Se levantó y se topó con un caballero de avanzada edad que lo miraba fijamente. George se preguntó si el pobre hombre creería hallarse ante un vulgar ladrón.
—¿Puedo ayudarlo, joven? —preguntó el desconocido.
—Gracias, señor —contestó George—. Tengo una cita con el señor Benson.
—A esta hora se hallará en su oficina.
—Lo siento, señor, pero no sé dónde se encuentra su despacho.
—Cruce el arco de la Junta de Gobierno —le indicó, señalando un punto al otro lado del césped— y vaya por el segundo pasillo a la derecha. Verá su nombre grabado en la puerta.
—Muchas gracias, señor —contestó George, agachándose para atarse los cordones de los zapatos.
—De nada, de nada —repuso el anciano caballero antes de encaminarse a las dependencias de los profesores.
George cruzó corriendo el césped, pasó bajo el arco y entró en un magnífico patio isabelino. Al llegar al segundo pasillo, se detuvo para comprobar los nombres del tablón. «A. C. Benson. Jefe de tutores. 3.erpiso». Subió corriendo la escalera y cuando llegó a la planta indicada se detuvo ante el despacho del señor Benson para recuperar el aliento. Luego, llamó suavemente a la puerta.
—Entre —contestó una voz. George abrió y se adentró en los dominios del jefe de tutores. Un hombre corpulento, de rostro rubicundo y gran mostacho lo miró. Bajo la toga llevaba un traje a cuadros y una pajarita de lunares amarillos, y estaba sentado tras un enorme escritorio cubierto de libros encuadernados en piel y trabajos de sus alumnos—. ¿En qué puedo ayudarlo, joven? —preguntó, tirándose de las solapas de su toga.
—Me llamo George Mallory, señor. Tengo cita con usted para una entrevista.
—Sería más exacto decir que «tenía» cita para una entrevista, Mallory. Lo esperaba a usted a las tres en punto, y di órdenes estrictas de que no permitieran la entrada de ningún candidato pasada esa hora. Así pues, me veo obligado a preguntarle cómo ha conseguido entrar.

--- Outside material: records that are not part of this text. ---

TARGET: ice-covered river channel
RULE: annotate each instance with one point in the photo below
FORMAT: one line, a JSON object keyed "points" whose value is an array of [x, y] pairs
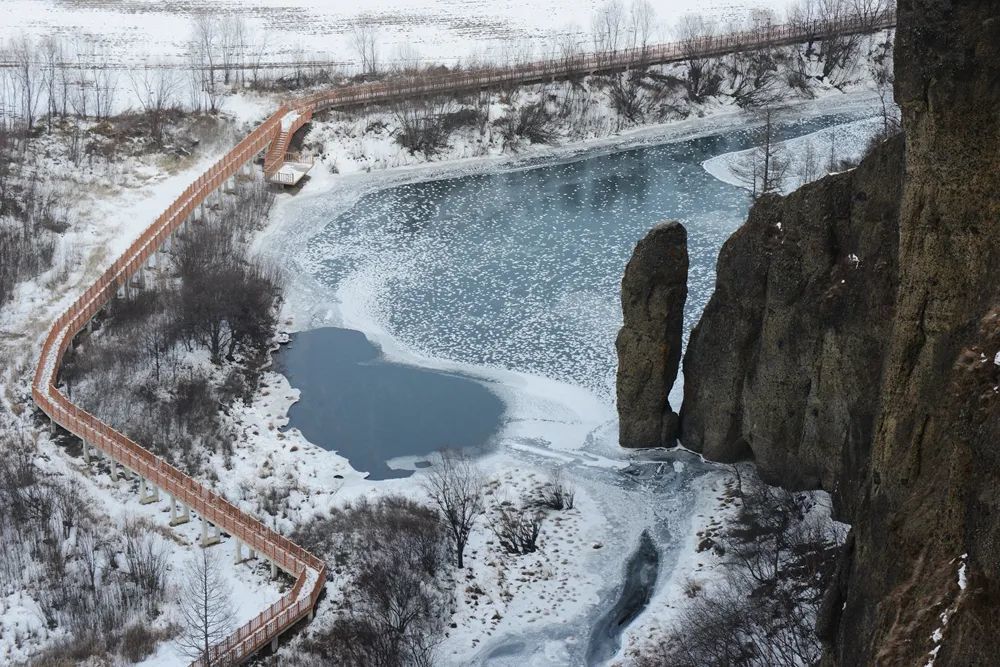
{"points": [[508, 279]]}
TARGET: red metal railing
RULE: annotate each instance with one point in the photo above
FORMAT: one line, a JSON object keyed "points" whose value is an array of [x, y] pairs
{"points": [[272, 138]]}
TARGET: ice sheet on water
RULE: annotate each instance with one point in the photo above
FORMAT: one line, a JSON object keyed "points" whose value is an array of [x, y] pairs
{"points": [[522, 269]]}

—He escalado el muro de la facultad, señor.
—¿Qué? —Preguntó el señor Benson, levantándose de su escritorio con una expresión de incredulidad en el rostro—. Sígame, Mallory —ordenó.
George no dijo una palabra mientras el hombre lo guiaba escalera abajo y a través del patio, hasta la garita de entrada. El portero se puso en pie de un salto al ver llegar al jefe de tutores.
—Harry —dijo el señor Benson—, ¿ha permitido usted que este candidato entrara pasadas las tres en punto de la tarde?
—No, señor. Desde luego que no —repuso el empleado, mirando al joven con incredulidad. El señor Benson se volvió y se encaró con George.
—Veamos, muéstreme exactamente por dónde ha entrado.
George condujo a los dos hombres al jardín de los miembros de la Junta de Gobierno y les mostró las huellas que había dejado en el parterre. El jefe de tutores no parecía convencido del todo. El portero, por su parte, no expresó opinión alguna.
—Mallory, si tal como asegura ha entrado escalando, seguramente podrá salir del mismo modo —señaló el señor Benson, quien cruzó los brazos y retrocedió un paso.
George paseó despacio por el camino, contemplando detenidamente la pared hasta que determinó la ruta que iba a seguir. El jefe de tutores y el portero observaron con asombro al |oven mientras este trepaba hábilmente por la pared sin detenerse, hasta que pasó una pierna al otro lado y se sentó a horcajadas encima del muro.
—¿Puedo bajar ya, señor? —preguntó George entonces, en tono quejumbroso.
—Desde luego, muchacho —contestó el señor Benson sin vacilar—. Es evidente que nada va a impedirle entrar en esta universidad.